Probability (1 Viewer)

[Linda N]

Hey.. this question below looks simple but got trouble getting the answer.

A game of poker uses a deck of 52 cards with 4 suits (hearts, diamonds, spades and clubs). Each suit has 13 cards, consisting of an ace, cards numbered from 2 to 10, a jack, queen and king.
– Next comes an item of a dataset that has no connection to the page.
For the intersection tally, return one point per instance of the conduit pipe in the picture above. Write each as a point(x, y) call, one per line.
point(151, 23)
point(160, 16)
If a person is dealt 5 cards find the probability of getting:

a) four aces
b) a flush (all ccards the same suit)

 

[withoutaface]

a)
find the number of combos with four aces:

AAAAN

so you have four aces and one non-ace

the non-ace can be selected from anyone of the other 48 cards

so 48x5!

is the number of 4 ace combs

then you divide this by the total number of combos:

48x5!/52P5

b) This is a bit easier:

you have 13 cards from each suit to start, then 12, then 11 etc it is irrelevant which card is selected first, so long as the others are all of the same suit, so the answer is

(12/51)*(11/50)*(10/49)*(9/48)


I have a feeling im wrong using permutations for the first one, so check with the answer in the book before you accept that one

 

[Estel]

I think combinations is the better way to go.

a) 4 Aces (1 way) + one of any other of the 48 cards
48C1/52C5

b) 5 of one suite. (4 different suites)
13C5*4/52C5

 

[Linda N]

The first part is right but the second part is wrong.

b) 3 * 33/16660 = 0.00594

I think the answer is wrong in the text book.